Il mondo dei sistemi frenanti di Brembo

“The Art of Braking”, una mostra spettacolo alla scoperta del freno

A idearla è Brembo, l’azienda bergamasca leader mondiale nel campo dei freni, con Balic Wonder Studio

Il titolo è intrigante: cosa hanno in comune il freno e la bellezza?

“Non si può vivere senza freni e neppure senza bellezza”, potrebbe essere la risposta esatta.

Ad accogliere questa mostra unica nel suo genere è il Mudec di Milano, il Museo delle Culture, luogo di dialogo sui temi contemporanei attraverso ogni tipo di arte.

La mostra, aperta fino al 18 settembre, affascina e stupisce fin dal primo istante.

I visitatori vengono accolti da i suoni, colori, tubi colorati, dove ci si immerge per partecipare a una Formula 1 e scoprire gli anni di successo della Brembo sotto la bandiera a scacchi.

A testimonianza dell’amicizia tra Enzo Ferrari ed Emilio Bombassei, il fondatore dell’azienda, spicca una foto storica degli anni ’70, in cui sullo sfondo si riconosce un giovanissimo Luca Montezemolo.

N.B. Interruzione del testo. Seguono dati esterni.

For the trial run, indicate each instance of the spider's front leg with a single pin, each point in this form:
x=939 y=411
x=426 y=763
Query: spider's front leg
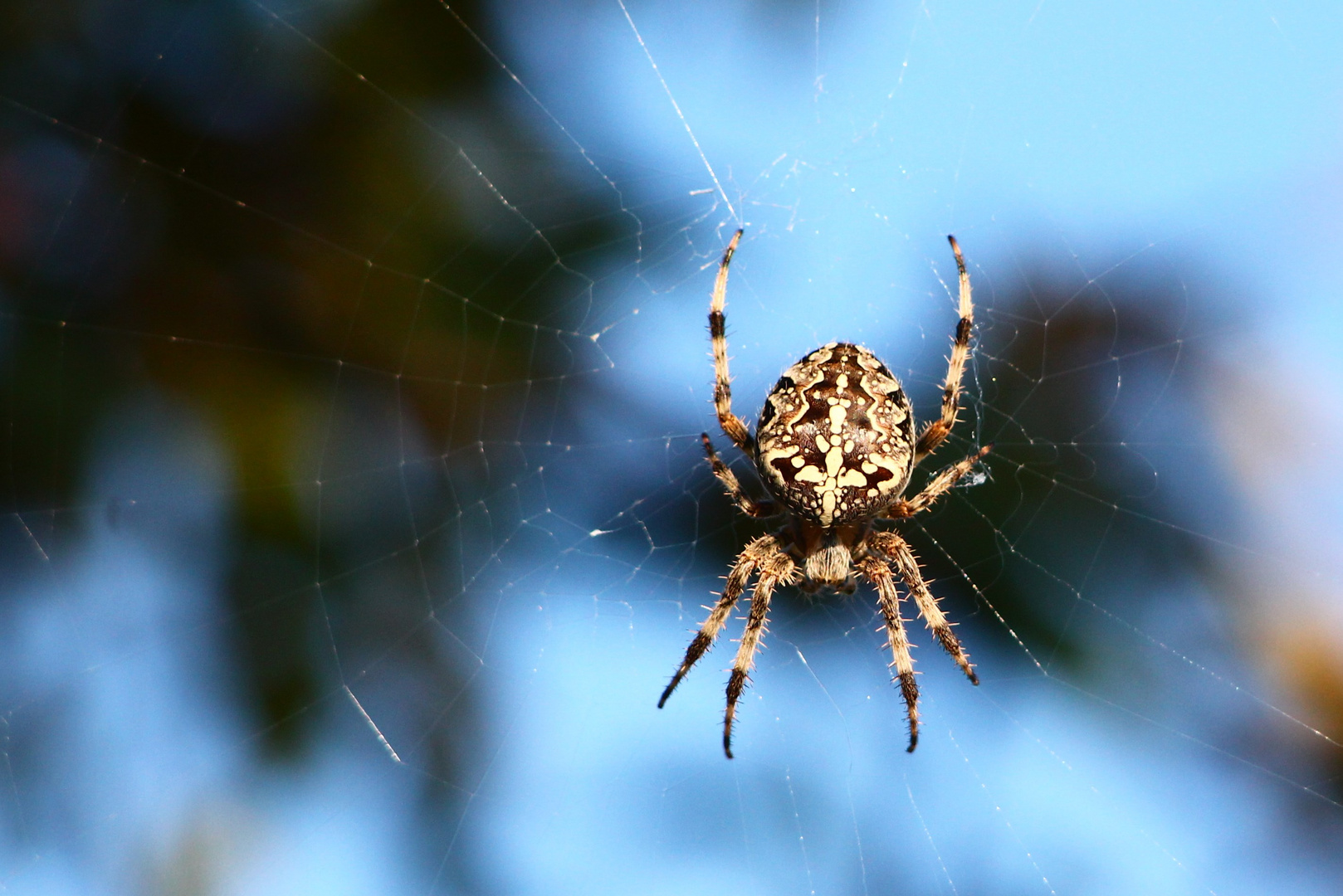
x=936 y=486
x=730 y=481
x=766 y=548
x=940 y=429
x=732 y=425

Negli spazi, che un tempo ospitavano il complesso industriale dell’ex Ansaldo, i visitatori ripercorrono le tappe di un’avventura imprenditoriale italiana, quella di Brembo, capace di unire tecnologia e design, attenta al presente e al futuro, tanto da essere premiata con il Compasso d’Oro, il più antico e prestigioso premio di design industriale del mondo.

L’ingresso è gratuito e la mostra molto frequentata dai giovani. Arrivano in coppia, osservano, scattano foto, si scambiano le idee, felici di trovarsi in un mondo che li appassiona.

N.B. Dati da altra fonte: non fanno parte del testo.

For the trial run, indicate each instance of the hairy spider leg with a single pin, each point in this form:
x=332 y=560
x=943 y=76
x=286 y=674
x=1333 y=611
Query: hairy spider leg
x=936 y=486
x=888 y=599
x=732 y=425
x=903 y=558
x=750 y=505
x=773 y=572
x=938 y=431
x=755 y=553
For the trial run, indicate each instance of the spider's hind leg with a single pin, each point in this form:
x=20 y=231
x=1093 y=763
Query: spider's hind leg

Entrando, ci si immerge in un mondo surreale. Nel centro della sala, a coinvolgere i visitatori c’è un’installazione cinetica di oltre 300 pinze freno colorate, in continuo movimento, che sembrano danzare in armonia. Potrebbe essere l’opera di uno degli artisti contemporanei, osannati in tutto il mondo. Come non cascarci?

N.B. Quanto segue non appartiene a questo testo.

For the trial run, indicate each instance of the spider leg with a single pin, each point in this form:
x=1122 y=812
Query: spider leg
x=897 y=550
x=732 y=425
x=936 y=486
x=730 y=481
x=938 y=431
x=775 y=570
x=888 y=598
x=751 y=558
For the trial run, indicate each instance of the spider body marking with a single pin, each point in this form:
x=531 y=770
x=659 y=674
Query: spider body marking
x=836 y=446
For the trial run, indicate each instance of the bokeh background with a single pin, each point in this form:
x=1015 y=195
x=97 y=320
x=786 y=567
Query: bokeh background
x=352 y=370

Si scopre che con queste pinze verniciate di rosso, realizzate inizialmente per un cliente tedesco, inizia la trasformazione di un prodotto meccanico in una vera e propria icona di stile automobilistico.

Tra le installazioni più belle, quella dedicata ai dischi frenanti, accompagnata da audio e raggi laser, dove coni di luce proiettano sul suolo disegni di dischi in movimento, tanto reali da rivelare persino i piccoli buchi per diminuire il calore.

Se si osserva il processo per creare la pinza monoblocco Formula 1, realizzata sbozzando un blocco di alluminio, si scopre che è simile a quello di una vera e propria scultura. Tanto che viene spontanea la domanda: ci avrà messo le mani Pablo Atchugarry, uno dei miti odierni nel campo della scultura?

Un freno”, precisa Matteo Tiraboschi, Presidente Esecutivo di Brembo,”è un elemento essenziale nelle nostre vite. Un freno non è solo strumento di sicurezza, racconta una storia più profonda…E’ performance, emozione, bellezza”.

C’è tempo ancora una settimana per scoprire The Art of Braking, una mostra da non perdere, originale, inaspettata, adatta a tutti.